L’opération de désarmement des combattants chiites de Sadr City, censée ramener le calme dans ce quartier déshérité de Bagdad, se poursuivait, mardi 12 octobre 2004, conformément à une entente conclue entre le gouvernement irakien, l’armée américaine et les résistants du chef Moqtada Al-Sadr. Les combattants reçoivent de l’argent pour les armes rendues.

L’armée américaine a maintenu la pression sur la ville de Falloujah, à 50 km à l’ouest de Bagdad, où son aviation a visé mardi avant l’aube des repaires présumés du groupe de l’islamiste Abou Moussab Al-Zarqaoui, à Falloujah, selon un communiqué militaire. "La Force multinationale a mené un raid sur un repaire de Zarqaoui dans le centre de Falloujah à 00h01", selon un communiqué de l’armée, précisant que des explosions ont ensuite eu lieu sur le site "indiquant la présence de caches d’armes et d’engins explosifs". Selon des sources hospitalières, le raid a fait quatre tués et six blessés parmi les employés d’un restaurant situé dans le centre de la ville sunnite et très populaire, qui a été complètement détruit.

Quatre heures plus tard, l’aviation lançait un deuxième raid qui a "détruit un repaire terroriste dans le nord-est de Falloujah". Il n’y a pas eu de victimes. "Les raids continus contre le réseau Zarqaoui minent sa capacité de perpétrer (des actes) terroristes", selon le communiqué.

Les appareils américains bombardent presque quotidiennement Falloujah. En même temps, une délégation de notables de la ville mène des tractations à Bagdad avec le gouvernement d’Iyad Allaoui pour tenter de trouver une solution pacifique.

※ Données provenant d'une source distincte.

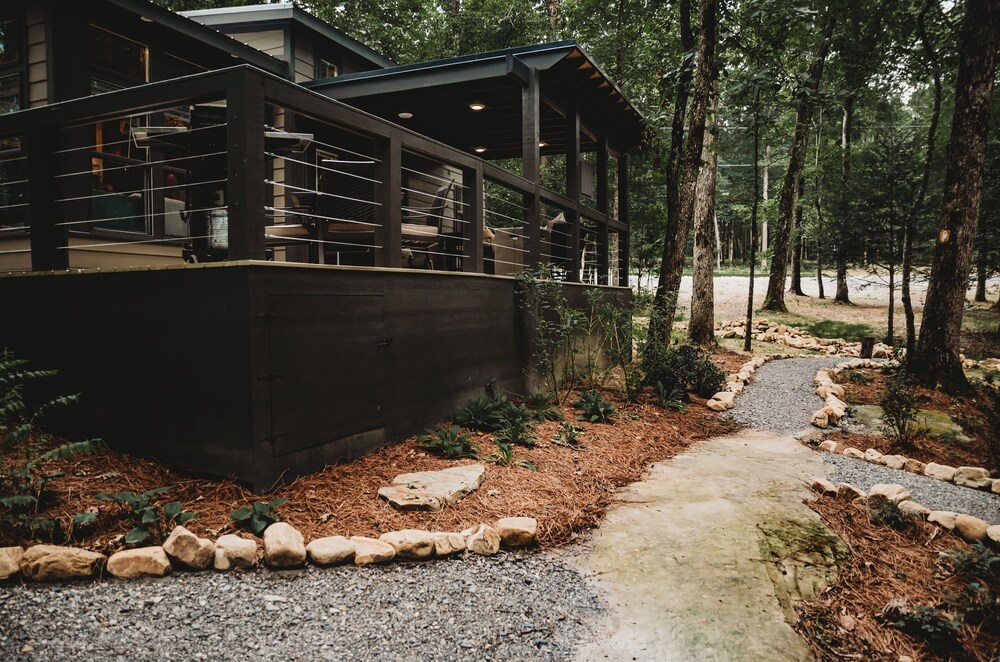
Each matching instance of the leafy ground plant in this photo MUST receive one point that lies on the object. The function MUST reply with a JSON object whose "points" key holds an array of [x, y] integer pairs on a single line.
{"points": [[594, 408], [449, 442], [149, 519], [259, 516]]}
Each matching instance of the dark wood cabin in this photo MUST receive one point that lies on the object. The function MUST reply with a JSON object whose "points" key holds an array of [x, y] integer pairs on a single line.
{"points": [[249, 276]]}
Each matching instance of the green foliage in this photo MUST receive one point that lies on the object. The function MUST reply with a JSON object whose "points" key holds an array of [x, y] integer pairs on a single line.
{"points": [[22, 444], [259, 516], [594, 408], [149, 519], [449, 442], [899, 409]]}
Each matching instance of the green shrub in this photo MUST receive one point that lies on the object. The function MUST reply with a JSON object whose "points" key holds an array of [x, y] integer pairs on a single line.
{"points": [[259, 516], [449, 442], [594, 407]]}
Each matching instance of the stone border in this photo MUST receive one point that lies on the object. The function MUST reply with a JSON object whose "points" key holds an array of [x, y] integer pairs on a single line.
{"points": [[283, 547], [833, 410], [969, 527], [735, 382]]}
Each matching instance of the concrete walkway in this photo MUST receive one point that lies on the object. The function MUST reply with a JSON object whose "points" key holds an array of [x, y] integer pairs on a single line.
{"points": [[700, 560]]}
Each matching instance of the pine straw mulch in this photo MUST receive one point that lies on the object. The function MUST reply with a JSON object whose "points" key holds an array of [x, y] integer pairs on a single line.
{"points": [[968, 412], [568, 493], [887, 566]]}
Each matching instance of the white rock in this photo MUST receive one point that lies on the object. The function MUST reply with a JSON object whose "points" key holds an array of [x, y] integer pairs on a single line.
{"points": [[140, 562], [188, 549], [446, 544], [483, 539], [10, 561], [888, 492], [330, 550], [943, 518], [971, 528], [284, 546], [235, 553], [973, 477], [370, 550], [410, 543], [517, 531], [54, 562]]}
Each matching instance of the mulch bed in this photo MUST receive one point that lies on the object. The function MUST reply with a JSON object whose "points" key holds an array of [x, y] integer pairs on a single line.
{"points": [[968, 412], [850, 620], [568, 493]]}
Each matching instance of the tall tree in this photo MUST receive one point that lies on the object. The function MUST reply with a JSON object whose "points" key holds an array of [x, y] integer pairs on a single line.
{"points": [[936, 359], [781, 245]]}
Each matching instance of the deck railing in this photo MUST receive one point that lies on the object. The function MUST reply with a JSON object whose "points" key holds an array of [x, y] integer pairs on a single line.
{"points": [[212, 167]]}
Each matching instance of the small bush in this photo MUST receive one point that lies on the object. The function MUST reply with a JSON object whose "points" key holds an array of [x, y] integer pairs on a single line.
{"points": [[449, 442], [594, 407]]}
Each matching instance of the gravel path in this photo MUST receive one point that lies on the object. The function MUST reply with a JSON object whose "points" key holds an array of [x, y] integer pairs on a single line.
{"points": [[512, 607], [782, 399]]}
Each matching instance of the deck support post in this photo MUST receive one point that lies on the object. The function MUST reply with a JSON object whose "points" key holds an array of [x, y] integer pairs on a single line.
{"points": [[389, 196], [573, 188], [474, 215], [531, 133], [245, 165]]}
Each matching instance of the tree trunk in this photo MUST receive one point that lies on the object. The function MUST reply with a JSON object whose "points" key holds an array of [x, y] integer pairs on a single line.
{"points": [[675, 241], [701, 327], [664, 294], [781, 243], [936, 357]]}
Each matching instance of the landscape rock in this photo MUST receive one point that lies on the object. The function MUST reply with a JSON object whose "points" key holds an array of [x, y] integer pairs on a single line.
{"points": [[823, 486], [971, 528], [140, 562], [188, 549], [10, 561], [976, 477], [410, 543], [483, 539], [446, 543], [54, 562], [887, 493], [894, 461], [848, 492], [330, 550], [943, 518], [433, 490], [284, 546], [370, 550], [235, 553], [517, 531], [939, 471]]}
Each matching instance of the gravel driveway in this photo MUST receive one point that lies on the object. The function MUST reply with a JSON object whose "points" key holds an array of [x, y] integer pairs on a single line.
{"points": [[519, 606]]}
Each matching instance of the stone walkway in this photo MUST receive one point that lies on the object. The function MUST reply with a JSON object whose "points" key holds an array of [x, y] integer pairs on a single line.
{"points": [[702, 559]]}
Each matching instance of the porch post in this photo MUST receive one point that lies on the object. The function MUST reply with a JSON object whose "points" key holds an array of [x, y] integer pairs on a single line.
{"points": [[49, 242], [474, 217], [245, 165], [603, 243], [389, 195], [623, 235], [530, 163], [573, 192]]}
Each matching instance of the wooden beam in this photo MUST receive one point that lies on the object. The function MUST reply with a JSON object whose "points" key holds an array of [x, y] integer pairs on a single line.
{"points": [[245, 166]]}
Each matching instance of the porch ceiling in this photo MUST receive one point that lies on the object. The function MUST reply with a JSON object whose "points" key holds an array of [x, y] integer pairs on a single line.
{"points": [[439, 93]]}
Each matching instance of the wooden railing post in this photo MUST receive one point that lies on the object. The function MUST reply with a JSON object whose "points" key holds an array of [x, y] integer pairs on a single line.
{"points": [[474, 216], [389, 213], [245, 165]]}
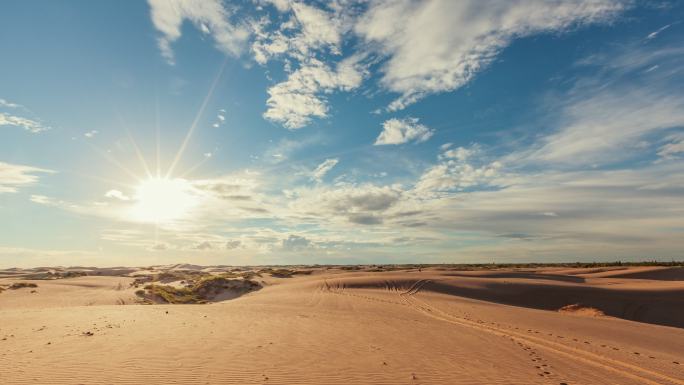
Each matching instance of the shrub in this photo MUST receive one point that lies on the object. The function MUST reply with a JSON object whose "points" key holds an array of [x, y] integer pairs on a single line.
{"points": [[21, 285]]}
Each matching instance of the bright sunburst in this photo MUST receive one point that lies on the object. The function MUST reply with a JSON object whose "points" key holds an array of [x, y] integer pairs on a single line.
{"points": [[163, 200]]}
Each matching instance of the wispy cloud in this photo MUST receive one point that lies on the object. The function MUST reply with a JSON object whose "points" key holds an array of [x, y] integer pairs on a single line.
{"points": [[211, 17], [323, 169], [30, 125], [14, 176], [440, 45], [399, 131], [299, 99]]}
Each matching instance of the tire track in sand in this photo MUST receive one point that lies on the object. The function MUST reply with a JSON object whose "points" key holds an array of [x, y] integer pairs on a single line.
{"points": [[618, 367]]}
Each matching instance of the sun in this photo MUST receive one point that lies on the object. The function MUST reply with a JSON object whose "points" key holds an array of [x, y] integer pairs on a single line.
{"points": [[163, 200]]}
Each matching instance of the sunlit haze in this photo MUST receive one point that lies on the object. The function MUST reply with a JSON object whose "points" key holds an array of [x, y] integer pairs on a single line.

Après la prise, le 2 octobre 2004, de la ville de Samarra, au nord de Bagdad, le gouvernement irakien, avec l’aide des forces américaines, a lancé une opération au sud de Bagdad, où deux résistants ont été tués, lundi 11 octobre 2004, près de Latifiyah.

Néanmoins, l’équipe de campagne du candidat démocrate à la Maison Blanche a accusé le camp du républicain de George Bush de vouloir repousser à une date postérieure à la présidentielle une offensive contre plusieurs villes résistantes d’Irak, s’appuyant sur une enquête publiée, lundi 11 octobre 2004, par le Los Angeles Times, mentionnant Falloujah et Ramadi. Le quotidien, citant des responsables du gouvernement et du Pentagone non identifiés, affirme que le gouvernement Bush a pris cette décision de crainte que des combats puissent affecter la présidentielle. Le général de réserve Tony McPeak, conseiller dans l’équipe Kerry, a estimé que l’enquête du journal est "troublante" et le camp démocrate a publié un communiqué rappelant un discours de M. Bush, de février 2004, où il affirmait que la politique ne devait pas interférer avec des décisions militaires.

Ailleurs en Irak, trois militaires bulgares ont été légèrement blessés lors d’une attaque, lundi 11 octobre 2004 au soir, contre leur base, à Kerbala, au sud de Bagdad, selon le ministre de la Défense Nikolai Svinarov et l’état-major bulgares.

L’Egypte a annoncé qu’elle accueillerait, le 25 novembre, une Conférence internationale, pour étudier la question épineuse des élections prévues, en janvier 2005, en Irak, alors que le Japon accueille, mercredi 13 octobre et jeudi 14 octobre 2004, la quatrième conférence de donateurs pour l’Irak.

Enfin, les îles Fidji vont envoyer, mercredi 13 octobre 2004, 155 soldats en Irak, pour y assurer la protection du quartier général des Nations Unies, à Bagdad. L’unité doit être opérationnelle une semaine après leur arrivée, a précisé un porte-parole de l’armée.